20. En se déterminant ainsi, sans s'expliquer davantage sur la proportionnalité de l'atteinte portée au droit de propriété par la mesure de confiscation ordonnée, qui ne concerne pas l'objet de l'infraction mais le bien ayant servi à commettre cette dernière, la cour d'appel n'a pas justifié sa décision.
21. La cassation est par conséquent derechef encourue.

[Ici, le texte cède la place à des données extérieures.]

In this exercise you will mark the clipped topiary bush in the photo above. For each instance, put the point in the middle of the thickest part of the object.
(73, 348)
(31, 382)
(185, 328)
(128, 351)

Portée et conséquences de la cassation
22. La cassation sera limitée aux dispositions de l'arrêt relatives aux peines, celles relatives à la culpabilité seront donc maintenues.
PAR CES MOTIFS, la Cour :
CASSE et ANNULE l'arrêt susvisé de la cour d'appel de Nouméa, en date du 10 août 2021, mais en ses seules dispositions relatives aux peines, toutes autres dispositions étant expressément maintenues ;
Et pour qu'il soit à nouveau statué, conformément à la loi, dans les limites de la cassation ainsi prononcée,
RENVOIE la cause et les parties devant la cour d'appel de Nouméa, autrement composée, à ce désignée par délibération spéciale prise en chambre du conseil ;
ORDONNE l'impression du présent arrêt, sa transcription sur les registres du greffe de la cour d'appel de Nouméa et sa mention en marge ou à la suite de l'arrêt partiellement annulé ;
Ainsi fait et jugé par la Cour de cassation, chambre criminelle, et prononcé par le président le huit novembre deux mille vingt-deux.